L’utilisation anonymisée des données bancaires, à savoir la consultation du point de contact central (PCC), la banque de données informatisée gérée par la BNB, pourrait être élargie en vue de faciliter les investigations du fisc, a indiqué La Libre ce mardi.

Bien que rien n’ait encore été décidé, le quotidien affirme que  le ministre des Finances, Vincent Van Peteghem (CD&V), serait sur le point de déposer au Conseil des ministres un projet allant dans ce sens.

Concrètement?

Vincent Van Peteghem serait en faveur d’"une utilisation élargie de cette banque de données et qu'elle soit "un outil de recherche (anonymisé) à part entière en matière de croisement de données, afin de mieux traquer les fraudeurs", peut-on lire.

Le data mining pourrait aider à identifier les fraudes et permettre éventuellement une taxation sur les signes extérieurs de richesse.

Ce procédé, le data mining, pourrait en effet permettre au SPF Finances de mieux cibler notamment les incohérences entre les avoirs réels et les déclarations et donc, d'identifier les fraudes et de permettre éventuellement une taxation sur les signes extérieurs de richesse.

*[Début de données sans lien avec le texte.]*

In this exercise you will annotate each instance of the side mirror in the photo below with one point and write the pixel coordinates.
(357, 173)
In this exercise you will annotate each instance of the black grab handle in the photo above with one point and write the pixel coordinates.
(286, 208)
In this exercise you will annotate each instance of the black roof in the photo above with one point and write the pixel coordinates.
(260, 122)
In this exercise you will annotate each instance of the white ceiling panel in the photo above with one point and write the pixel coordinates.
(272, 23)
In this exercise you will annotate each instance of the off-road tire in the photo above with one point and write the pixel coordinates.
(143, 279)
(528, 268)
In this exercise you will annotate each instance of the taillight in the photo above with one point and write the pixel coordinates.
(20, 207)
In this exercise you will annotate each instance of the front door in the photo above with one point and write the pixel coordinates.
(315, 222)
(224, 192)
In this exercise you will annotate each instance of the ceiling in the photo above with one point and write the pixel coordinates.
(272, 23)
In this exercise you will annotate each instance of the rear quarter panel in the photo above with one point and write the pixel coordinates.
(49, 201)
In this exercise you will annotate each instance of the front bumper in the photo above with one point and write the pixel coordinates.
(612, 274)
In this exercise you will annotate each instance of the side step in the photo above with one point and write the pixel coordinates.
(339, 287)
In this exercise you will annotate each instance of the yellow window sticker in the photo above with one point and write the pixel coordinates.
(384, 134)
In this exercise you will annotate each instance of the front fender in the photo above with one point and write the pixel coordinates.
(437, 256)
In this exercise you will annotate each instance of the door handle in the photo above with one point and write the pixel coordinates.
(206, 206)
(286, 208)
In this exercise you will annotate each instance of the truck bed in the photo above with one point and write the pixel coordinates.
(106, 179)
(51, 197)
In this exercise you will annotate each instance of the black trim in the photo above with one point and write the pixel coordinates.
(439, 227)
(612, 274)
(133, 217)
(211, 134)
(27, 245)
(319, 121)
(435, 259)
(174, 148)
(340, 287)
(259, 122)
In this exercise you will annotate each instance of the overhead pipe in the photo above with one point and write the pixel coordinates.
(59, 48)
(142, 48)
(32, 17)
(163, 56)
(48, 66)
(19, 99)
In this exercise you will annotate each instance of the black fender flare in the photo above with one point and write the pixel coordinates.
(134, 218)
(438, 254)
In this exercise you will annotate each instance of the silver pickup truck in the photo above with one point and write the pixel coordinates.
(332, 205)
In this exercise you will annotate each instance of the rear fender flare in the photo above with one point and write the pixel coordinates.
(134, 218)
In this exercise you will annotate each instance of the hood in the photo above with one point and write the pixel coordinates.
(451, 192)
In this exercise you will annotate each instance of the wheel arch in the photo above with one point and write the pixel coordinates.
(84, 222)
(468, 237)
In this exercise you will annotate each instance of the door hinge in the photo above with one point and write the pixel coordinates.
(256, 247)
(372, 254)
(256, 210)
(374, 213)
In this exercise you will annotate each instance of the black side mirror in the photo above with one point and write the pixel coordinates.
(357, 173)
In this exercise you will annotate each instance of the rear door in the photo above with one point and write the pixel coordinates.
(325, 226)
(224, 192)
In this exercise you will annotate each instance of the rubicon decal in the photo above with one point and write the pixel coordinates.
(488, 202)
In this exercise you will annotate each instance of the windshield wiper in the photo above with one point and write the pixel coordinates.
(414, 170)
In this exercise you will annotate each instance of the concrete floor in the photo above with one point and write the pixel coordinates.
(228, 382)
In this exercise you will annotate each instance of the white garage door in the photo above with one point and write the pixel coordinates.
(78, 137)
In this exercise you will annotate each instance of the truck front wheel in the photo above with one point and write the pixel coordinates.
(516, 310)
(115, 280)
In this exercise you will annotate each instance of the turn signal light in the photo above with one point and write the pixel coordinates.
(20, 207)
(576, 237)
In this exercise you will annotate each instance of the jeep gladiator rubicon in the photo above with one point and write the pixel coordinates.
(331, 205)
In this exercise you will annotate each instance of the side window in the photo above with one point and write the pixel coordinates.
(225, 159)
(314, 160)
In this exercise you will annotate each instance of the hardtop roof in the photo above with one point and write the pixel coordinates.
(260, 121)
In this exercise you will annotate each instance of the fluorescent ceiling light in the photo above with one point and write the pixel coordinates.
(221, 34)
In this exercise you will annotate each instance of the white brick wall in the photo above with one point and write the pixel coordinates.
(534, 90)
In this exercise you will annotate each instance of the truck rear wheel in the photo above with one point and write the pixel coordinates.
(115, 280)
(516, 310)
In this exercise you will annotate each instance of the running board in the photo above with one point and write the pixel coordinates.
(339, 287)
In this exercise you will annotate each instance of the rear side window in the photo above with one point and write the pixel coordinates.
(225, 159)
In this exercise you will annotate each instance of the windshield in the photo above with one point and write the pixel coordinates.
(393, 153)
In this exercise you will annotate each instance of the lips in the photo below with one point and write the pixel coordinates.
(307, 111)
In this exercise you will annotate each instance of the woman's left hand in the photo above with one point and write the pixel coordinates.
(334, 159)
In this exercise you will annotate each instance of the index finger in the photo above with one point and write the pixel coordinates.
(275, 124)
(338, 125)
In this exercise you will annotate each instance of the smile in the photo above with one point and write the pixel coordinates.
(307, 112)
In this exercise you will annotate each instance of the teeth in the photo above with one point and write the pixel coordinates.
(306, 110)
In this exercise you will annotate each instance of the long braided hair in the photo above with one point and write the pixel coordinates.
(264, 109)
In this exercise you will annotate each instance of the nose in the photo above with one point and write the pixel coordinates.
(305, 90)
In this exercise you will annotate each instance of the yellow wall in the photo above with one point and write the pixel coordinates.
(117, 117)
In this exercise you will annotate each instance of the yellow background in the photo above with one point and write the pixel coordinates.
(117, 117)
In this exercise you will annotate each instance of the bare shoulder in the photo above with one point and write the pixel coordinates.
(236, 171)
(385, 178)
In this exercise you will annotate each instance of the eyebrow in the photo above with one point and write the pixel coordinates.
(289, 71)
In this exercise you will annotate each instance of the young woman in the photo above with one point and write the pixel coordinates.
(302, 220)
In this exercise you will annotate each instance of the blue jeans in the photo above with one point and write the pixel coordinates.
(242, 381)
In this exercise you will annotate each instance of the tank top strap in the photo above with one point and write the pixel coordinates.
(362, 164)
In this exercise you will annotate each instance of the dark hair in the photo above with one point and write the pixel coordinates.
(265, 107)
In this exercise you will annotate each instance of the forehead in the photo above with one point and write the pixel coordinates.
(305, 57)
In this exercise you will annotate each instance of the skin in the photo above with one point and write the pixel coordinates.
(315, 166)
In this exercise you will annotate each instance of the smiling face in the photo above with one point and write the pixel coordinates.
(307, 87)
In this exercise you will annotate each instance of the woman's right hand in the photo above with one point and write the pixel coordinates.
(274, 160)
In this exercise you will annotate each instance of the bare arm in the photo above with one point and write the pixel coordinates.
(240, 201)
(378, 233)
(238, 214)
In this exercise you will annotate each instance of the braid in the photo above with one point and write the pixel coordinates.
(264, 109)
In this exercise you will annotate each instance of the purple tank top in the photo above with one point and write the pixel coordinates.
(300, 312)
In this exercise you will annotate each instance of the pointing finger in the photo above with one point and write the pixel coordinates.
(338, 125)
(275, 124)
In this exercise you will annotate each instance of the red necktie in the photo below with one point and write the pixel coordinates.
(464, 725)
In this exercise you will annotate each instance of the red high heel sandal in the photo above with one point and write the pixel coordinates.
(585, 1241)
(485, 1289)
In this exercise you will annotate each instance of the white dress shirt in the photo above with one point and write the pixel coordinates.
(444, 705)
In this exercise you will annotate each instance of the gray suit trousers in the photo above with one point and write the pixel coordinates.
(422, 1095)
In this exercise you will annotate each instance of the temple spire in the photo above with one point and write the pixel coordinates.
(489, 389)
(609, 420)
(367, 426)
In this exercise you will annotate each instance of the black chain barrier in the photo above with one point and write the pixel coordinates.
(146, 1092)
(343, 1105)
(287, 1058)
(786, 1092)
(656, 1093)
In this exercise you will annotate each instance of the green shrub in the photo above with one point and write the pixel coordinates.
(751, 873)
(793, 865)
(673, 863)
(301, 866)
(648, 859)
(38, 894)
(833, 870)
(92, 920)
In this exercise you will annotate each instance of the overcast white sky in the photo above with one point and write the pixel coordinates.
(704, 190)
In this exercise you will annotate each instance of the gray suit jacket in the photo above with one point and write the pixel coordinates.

L'administration fiscale, elle, serait favorable à une utilisation des données du PCC en amont, tandis qu'une source gouvernementale affirme que ce procédé pourrait être utilisé "en aval", dans le but de mettre en évidence des indicateurs de fraudes présumées.

Quelles sont les données communiquées par le PCC?

Pour les personnes physiques, les informations communiquées par le PCC sont les suivantes: le numéro d'identification au Registre national ou, à défaut, les nom, prénom, date et lieu de naissance (ou, à défaut, le pays natal).

Pour les personnes morales: le numéro d'inscription auprès de la Banque-carrefour des entreprises ou, à défaut, la dénomination complète, la forme juridique éventuelle et le pays d'établissement, peut-on lire sur le site de la BNB.

Sont également repris, les numéros de comptes bancaires ouverts en Belgique, ou encore, le nombre de contrats en cours.

Ces données sont, en temps normal, conservées par le PCC pendant huit ans.

La validation de procédé s’inscrit dans la cadre d’une réglementation européenne sur les échanges de renseignements.

Est-ce légal?

Aujourd’hui, l’accès à ces données n’est en principe autorisé au fisc qu’en cas de suspicion de fraude fiscale.

Pourtant, la validation de procédé s’inscrit dans la cadre d’une réglementation européenne sur les échanges de renseignements. Et la Belgique, a, jusqu'ici, préservé cette forme de secret bancaire.

Pour quand?

Rien n’a encore été décidé. Une étude, menée par l’administration fiscale et l’Autorité de protection des données est d’ailleurs toujours en cours.

Cette étape est en effet indispensable, tout comme l'approbation par deux conseils généraux, avant l’adoption du projet.

Au vu du retard occasionné dans le planning, qui tablait sur une entrée en vigueur du data mining dès septembre 2021, cette mesure pourrait se voir activée en 2022.  

Des réfractaires

Bien que la Vivaldi ait promis des montants records dans la lutte contre la fraude fiscale, à savoir 1 milliard d'ici à 2024, et que certains partis semblent y être favorables, d'autres, comme le MR, s'y opposent, estimant notamment que des questions de règles liées à la vie privée entrent en ligne de compte.

Le site de la BNB précise pourtant que le PCC est de plus en plus fréquemment consulté, notamment par les huissiers de justice qui, outre l'administration fiscale, ont également accès à la base de données.

Cette consultation de données se ferait de façon anonyme par les analystes, "les cas étant proposés au contrôle étant les seuls cas à être désanonymisés".

Des données anonymisées

Il convient toutefois de préciser que, selon la note de projet du ministre, cette consultation de données se ferait de façon anonyme par les analystes, "les cas étant proposés au contrôle étant les seuls cas à être désanonymisés".